C'est un livre multi-facettes qu'il est difficile de décrire en peu de mots.
Pour la forme, l'histoire, écrite à la première personne par le narrateur, est à mi-chemin entre le roman, l'autobiographie fictive, et le journal intime. D'ailleurs le narrateur se confie sur ses hésitations de forme.
Pour l'atmosphère, on pense aux Wuthering Heights (Les Hauts de Hurlevent), mais en un peu moins cynique/sombre. La Mer (et ses habitants réels ou imaginés) est un véritable personnage dans ce livre.
Pour l'intrigue, on pourrait penser au début qu'il ne va rien se passer pendant la retraite de cet homme âgé devenu un peu misanthrope, dans un coin de Grande Bretagne pas très touristique. Mais ses attachements londoniens (amis, ex) et les « casseroles » laissées là-bas vont vite le rattraper. L'histoire est également ponctuée de rebondissements « à l'anglaise » (oui, il est question de meurtre ou de tentatives de meurtres, à quelques reprises). Mais curieusement, le noeud de l'intrigue du livre est une histoire d'amour, platonique (on est à mille lieux du roman à l'eau de rose ou du livre érotique), mais qui devient obsessionnelle, aux marges de la folie.
Techniquement, le livre fait 500 pages écrit petit. Il faut bien 20 pages pour entrer dedans, et la tension monte tout, tout doucement. Donc accrochez-vous, la récompense vient en milieu/fin de livre. En V.O. c'est bien, et pas trop dur à lire (pas besoin du dictionnaire en permanence), mais ça reste plus costaud qu'un nanard américain, débutants s'abstenir.
Mais ce qui caractérise le plus ce livre, c'est la vision unique de son auteur, qui va toujours là où on ne l'attend pas. Pour résumer,
Iris Murdoch aime l'imperfection. C'est pour elle, non pas une fatalité dont il faudrait s'accommoder, mais une vertu à cultiver et entretenir, et cela s'applique non seulement aux personnages (leurs personnalités et leurs choix de vie), mais également à la structure du livre et à sa narration qui se doivent d'être imparfaits eux aussi !

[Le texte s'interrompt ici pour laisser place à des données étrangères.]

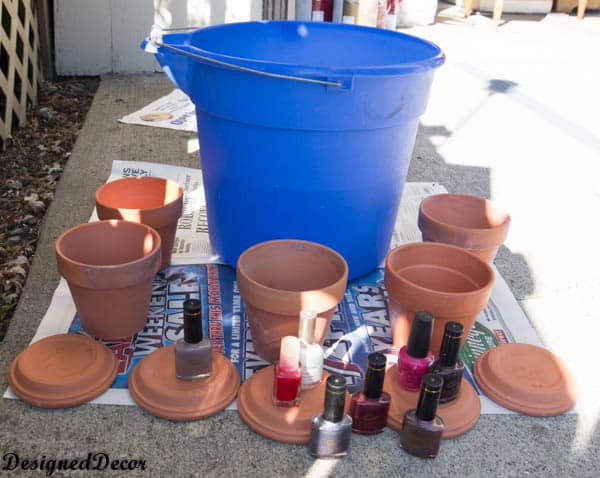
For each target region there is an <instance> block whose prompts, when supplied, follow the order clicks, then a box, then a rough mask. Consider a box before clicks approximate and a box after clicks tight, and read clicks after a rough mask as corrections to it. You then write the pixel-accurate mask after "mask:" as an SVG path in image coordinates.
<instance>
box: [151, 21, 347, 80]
mask: <svg viewBox="0 0 600 478" xmlns="http://www.w3.org/2000/svg"><path fill="white" fill-rule="evenodd" d="M193 29H194V28H193V27H185V28H161V27H157V26H156V25H155V26H153V27H152V31H151V33H150V37H149V41H150V43H152V44H153V45H154V46H156V47H160V48H166V49H167V50H171V51H174V52H175V53H179V54H181V55H185V56H188V57H190V58H195V59H197V60H202V61H206V62H209V63H213V64H215V65H220V66H225V67H227V68H231V69H232V70H237V71H244V72H246V73H253V74H255V75H260V76H267V77H269V78H278V79H281V80H290V81H299V82H302V83H312V84H317V85H324V86H333V87H337V88H350V87H351V83H350V84H345V83H344V82H343V81H328V80H316V79H314V78H306V77H303V76H293V75H285V74H282V73H271V72H268V71H262V70H256V69H254V68H250V67H247V66H241V65H236V64H234V63H228V62H226V61H222V60H217V59H216V58H211V57H209V56H205V55H200V54H198V53H194V52H191V51H188V50H184V49H182V48H178V47H176V46H173V45H168V44H166V43H164V42H163V41H162V32H163V31H185V30H193ZM190 48H194V47H193V46H190Z"/></svg>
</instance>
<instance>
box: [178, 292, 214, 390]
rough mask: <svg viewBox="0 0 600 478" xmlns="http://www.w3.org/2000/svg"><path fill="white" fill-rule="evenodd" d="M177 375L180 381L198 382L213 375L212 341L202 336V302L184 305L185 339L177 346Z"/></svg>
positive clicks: (183, 304)
mask: <svg viewBox="0 0 600 478" xmlns="http://www.w3.org/2000/svg"><path fill="white" fill-rule="evenodd" d="M175 373H176V375H177V378H178V379H180V380H197V379H199V378H204V377H208V376H209V375H210V374H211V373H212V347H211V345H210V339H208V338H204V337H203V334H202V302H200V301H199V300H197V299H188V300H186V301H185V302H184V303H183V338H182V339H179V340H178V341H177V343H176V344H175Z"/></svg>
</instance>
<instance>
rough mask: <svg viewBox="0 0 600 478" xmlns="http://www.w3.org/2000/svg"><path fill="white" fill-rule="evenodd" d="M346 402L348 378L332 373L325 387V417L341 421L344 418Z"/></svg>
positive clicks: (332, 419) (329, 420)
mask: <svg viewBox="0 0 600 478" xmlns="http://www.w3.org/2000/svg"><path fill="white" fill-rule="evenodd" d="M345 402H346V379H345V378H344V377H343V376H342V375H330V376H329V377H328V378H327V388H326V389H325V410H324V411H323V418H324V419H325V420H327V421H330V422H339V421H341V420H342V418H344V404H345Z"/></svg>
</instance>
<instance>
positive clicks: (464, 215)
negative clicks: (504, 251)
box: [419, 194, 510, 263]
mask: <svg viewBox="0 0 600 478" xmlns="http://www.w3.org/2000/svg"><path fill="white" fill-rule="evenodd" d="M509 226H510V215H509V214H508V213H507V212H505V211H502V210H501V209H498V208H497V207H496V206H494V204H493V203H492V202H491V201H488V200H487V199H484V198H480V197H476V196H468V195H466V194H435V195H433V196H429V197H427V198H425V199H423V201H421V205H420V207H419V229H420V230H421V234H422V237H423V241H431V242H443V243H445V244H454V245H455V246H459V247H462V248H464V249H467V250H468V251H469V252H472V253H473V254H475V255H476V256H477V257H479V258H481V259H483V260H484V261H486V262H489V263H491V262H492V261H493V260H494V257H496V253H497V252H498V248H499V247H500V246H501V245H502V244H503V243H504V241H505V240H506V235H507V234H508V228H509Z"/></svg>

Vous l'aurez compris, il n'y a aucun manichéisme dans le livre, personne n'est définitivement gentil ou méchant, et les rebondissements de points de vue et de jugement sont permanents. le personnage central, présenté d'abord comme un vieux dandy misogyne, se révèle plus tard un ascète (féru de nage), un idéaliste au coeur resté à l'état de l'adolescence (voir de l'enfance), unet personne altruiste… mais tout bien réfléchi, cet altruisme ne pourrait-il pas être un égoïsme ?

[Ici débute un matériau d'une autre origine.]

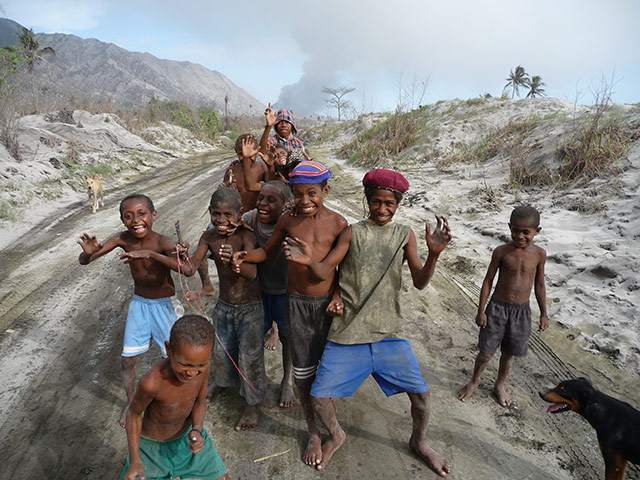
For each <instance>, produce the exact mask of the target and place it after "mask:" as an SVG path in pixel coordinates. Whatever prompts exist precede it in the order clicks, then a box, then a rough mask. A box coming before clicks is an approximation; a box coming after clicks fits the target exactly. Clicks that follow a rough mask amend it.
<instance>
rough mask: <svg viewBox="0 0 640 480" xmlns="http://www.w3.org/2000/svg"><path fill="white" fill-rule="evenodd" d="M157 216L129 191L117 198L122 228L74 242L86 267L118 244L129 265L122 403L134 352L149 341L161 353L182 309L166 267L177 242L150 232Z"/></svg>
mask: <svg viewBox="0 0 640 480" xmlns="http://www.w3.org/2000/svg"><path fill="white" fill-rule="evenodd" d="M157 216H158V214H157V212H156V210H155V207H154V206H153V202H152V201H151V199H150V198H149V197H147V196H146V195H141V194H138V193H136V194H133V195H129V196H128V197H126V198H125V199H124V200H122V202H120V219H121V220H122V223H123V224H124V225H125V227H127V229H126V230H125V231H123V232H119V233H116V234H115V235H113V236H111V237H109V239H107V241H106V242H105V243H104V244H102V243H100V242H98V241H97V240H96V237H95V235H90V234H88V233H83V234H82V235H81V236H80V241H78V244H79V245H80V246H81V247H82V253H81V254H80V257H79V258H78V260H79V262H80V264H81V265H87V264H89V263H91V262H93V261H94V260H96V259H97V258H100V257H102V256H103V255H105V254H107V253H109V252H110V251H112V250H113V249H115V248H118V247H119V248H122V249H123V250H124V252H123V253H120V258H121V259H125V263H128V264H129V267H131V275H132V276H133V282H134V289H133V299H132V300H131V303H130V305H129V313H128V315H127V323H126V327H125V332H124V346H123V348H122V377H123V380H124V388H125V392H126V394H127V406H128V404H129V402H130V401H131V399H132V398H133V393H134V390H135V380H136V371H135V366H136V361H137V359H138V355H140V354H142V353H144V352H146V351H147V350H149V347H150V346H151V339H152V338H153V339H154V340H155V342H156V343H157V344H158V346H159V347H160V350H161V351H162V355H163V356H165V355H166V352H165V347H164V346H165V342H166V341H167V340H169V332H170V331H171V327H172V326H173V324H174V323H175V321H176V320H177V319H178V318H179V317H180V316H182V315H183V314H184V308H183V307H182V305H181V304H180V301H179V300H178V299H177V298H176V297H175V287H174V285H173V280H172V278H171V272H170V269H173V270H176V271H177V268H178V261H177V258H176V256H175V251H176V245H175V244H174V243H173V242H172V241H171V240H170V239H169V238H167V237H165V236H164V235H160V234H159V233H156V232H154V231H152V226H153V222H154V221H155V220H156V218H157ZM126 411H127V408H126V407H125V409H124V410H123V412H122V416H121V417H120V425H121V426H122V427H123V428H124V426H125V420H126Z"/></svg>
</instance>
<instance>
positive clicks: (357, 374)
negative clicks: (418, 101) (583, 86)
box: [288, 169, 451, 477]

Même les événements sont malmenés par le narrateur (et l'auteure derrière, donc) : certains événements surnaturels trouvent plus tard une explication rationnelle, presque décevante, tandis que certains événements normaux se voient réinterprétés comme des actes de magie orientale ! Idem pour les sentiments et intentions des personnages : le narrateur ne cesse de changer son jugement au grès des événements, de ses humeurs, de la météo, et du temps qui passe. Ces aller-retours enrichissent énormément l'intrigue, et on peut donc terminer le livre en ayant des théories différentes sur ce qu'il s'est vraiment passé.
Il y a même une interprétation mystico-bouddhique du livre (si, si) !
C'est l'aspect le plus intéressant du livre et je n'avais jamais vu ça avant, à ce point.